Polycystic ovary syndrome is a common reproductive disorder affecting up to 10% of women. It is characterized, among other things, by irregular menstruation and increased androgen levels. Other symptoms can include excessive hair growth, acne, infertility and poor metabolism. However, women with polycystic ovary syndrome may also be more likely to have memory and thinking problems in middle age. This is shown by new research published in the online edition of Neurology®, the medical journal of the American Academy of Neurology. The study does not prove that polycystic ovary syndrome causes cognitive decline. It simply shows a connection.
How PCOS Affects Thinking Skills and Memory
While PCOS has been linked to metabolic diseases such as obesity and diabetes, which can lead to heart problems, less is known about how this condition affects brain health. The new study results suggest that women with the condition experience poorer memory and thinking skills as well as subtle changes in the brain in midlife. This could impact on many levels, including quality of life, career success and financial security.
The study involved 907 women who were between 18 and 30 years old at the start of the study. They were followed for 30 years, during which time they completed tests measuring memory, verbal skills, processing speed and attention. At the time of the examination, 66 participants had polycystic ovary syndrome. In a test measuring attention, participants saw a list of words in different colors and were asked to indicate the color of the ink instead of reading the actual word. For example, the word “blue” could be displayed in red color, so the correct answer was red. The researchers found that women with PCOS performed about 11% worse on this test than those without the disease, on average.
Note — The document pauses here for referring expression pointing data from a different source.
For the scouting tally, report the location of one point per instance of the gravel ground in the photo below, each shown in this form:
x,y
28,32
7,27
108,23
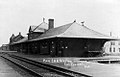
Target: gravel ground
x,y
18,69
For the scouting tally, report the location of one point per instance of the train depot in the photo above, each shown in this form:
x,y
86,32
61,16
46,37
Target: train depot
x,y
69,40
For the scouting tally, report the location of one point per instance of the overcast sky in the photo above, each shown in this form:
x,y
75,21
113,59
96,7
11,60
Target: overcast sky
x,y
17,15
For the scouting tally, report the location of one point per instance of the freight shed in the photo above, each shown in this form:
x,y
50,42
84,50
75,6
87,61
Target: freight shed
x,y
70,40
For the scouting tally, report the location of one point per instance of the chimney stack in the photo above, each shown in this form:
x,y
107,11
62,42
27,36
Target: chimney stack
x,y
51,23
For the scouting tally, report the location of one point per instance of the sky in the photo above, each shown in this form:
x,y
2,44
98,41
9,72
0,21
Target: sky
x,y
17,15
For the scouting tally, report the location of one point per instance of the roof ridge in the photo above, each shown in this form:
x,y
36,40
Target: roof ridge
x,y
39,25
67,28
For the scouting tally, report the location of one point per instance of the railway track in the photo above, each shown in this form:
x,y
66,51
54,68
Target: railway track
x,y
39,69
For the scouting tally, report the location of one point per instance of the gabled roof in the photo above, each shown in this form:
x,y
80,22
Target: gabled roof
x,y
40,28
22,40
72,30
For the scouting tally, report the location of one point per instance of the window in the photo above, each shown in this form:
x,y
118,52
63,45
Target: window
x,y
113,49
118,43
110,49
112,43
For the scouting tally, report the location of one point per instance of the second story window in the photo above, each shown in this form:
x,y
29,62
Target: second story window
x,y
112,43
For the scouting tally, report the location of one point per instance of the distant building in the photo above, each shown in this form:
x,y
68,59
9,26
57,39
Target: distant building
x,y
14,39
After adjusting for age, race and education, the researchers found that women with PCOS scored worse on three of the five tests administered, particularly in the areas of memory, attention and verbal skills, than those without the disease. In years 25 and 30 of the study, brain scans were performed on a smaller group of 291 participants.
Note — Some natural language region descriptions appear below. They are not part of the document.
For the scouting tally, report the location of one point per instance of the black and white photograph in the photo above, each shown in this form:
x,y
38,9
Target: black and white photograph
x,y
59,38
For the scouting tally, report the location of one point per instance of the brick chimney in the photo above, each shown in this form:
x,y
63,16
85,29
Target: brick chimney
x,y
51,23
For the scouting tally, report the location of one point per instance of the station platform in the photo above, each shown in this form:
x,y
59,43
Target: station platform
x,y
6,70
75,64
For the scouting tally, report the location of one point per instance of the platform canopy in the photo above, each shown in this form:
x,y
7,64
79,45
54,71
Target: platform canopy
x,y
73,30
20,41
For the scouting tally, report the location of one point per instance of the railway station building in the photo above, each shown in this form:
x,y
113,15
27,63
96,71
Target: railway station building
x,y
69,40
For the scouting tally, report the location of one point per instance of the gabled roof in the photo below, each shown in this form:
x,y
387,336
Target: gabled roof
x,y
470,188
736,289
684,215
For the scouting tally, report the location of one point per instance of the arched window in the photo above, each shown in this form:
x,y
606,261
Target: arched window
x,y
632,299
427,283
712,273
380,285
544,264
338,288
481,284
Of these, 25 had polycystic ovary syndrome. Using the scans, the researchers examined the integrity of the brain’s white matter pathways by examining the movement of water molecules in brain tissue. The researchers found that white matter integrity was lower in women with polycystic ovary syndrome, which could indicate early signs of brain aging. Further research is needed to confirm these findings and determine how this change occurs, including examining changes women can make to reduce their risk of thinking and memory problems. A limitation of the study was that the diagnosis of polycystic ovary syndrome was not made by a doctor but was based on androgen levels and self-reported symptoms, so participants may not have accurately remembered all of the information.
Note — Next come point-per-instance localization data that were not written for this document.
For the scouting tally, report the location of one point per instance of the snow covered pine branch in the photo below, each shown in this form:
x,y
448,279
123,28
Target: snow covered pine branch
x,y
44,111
PCOS and Increased Risk of COVID-19
Women with PCOS are at increased risk of developing cardiometabolic diseases such as type 2 diabetes, non-alcoholic fatty liver disease and hypertension, all of which have been identified as risk factors for COVID-19. Could women with PCOS therefore have a significantly higher risk of becoming infected with COVID-19 than women without this disease?
To investigate whether the increased metabolic risk in PCOS is associated with an increased risk of COVID-19 infection, a team of researchers from the University of Birmingham conducted a population-based closed cohort study in the United Kingdom during the first wave of the pandemic between January and July 2020. Using GP medical records in the UK, 21,292 women with PCOS and 78,310 female “controls” without PCOS, matched for age and location of GP practice, were studied. The results showed that the risk of developing COVID-19 was 51% higher in women with PCOS than in women of the same age and background who did not have PCOS.
The 26% increased susceptibility to COVID-19 infection in the PCOS cohort persisted – even after adjusting for individual cardio-metabolic risk factors, which are known to occur more frequently in PCOS and are directly linked to increased susceptibility to COVID-19 including obesity, impaired glucose regulation and high blood pressure. Research published in the European Journal of Endocrinology shows that the incidence of COVID-19 in women with PCOS is almost twice as high as in women without PCOS.
However, the study does not provide any information about the risk of a severe course of the COVID-19 infection or about the risk of COVID-19-related long-term complications. Further research is required on this.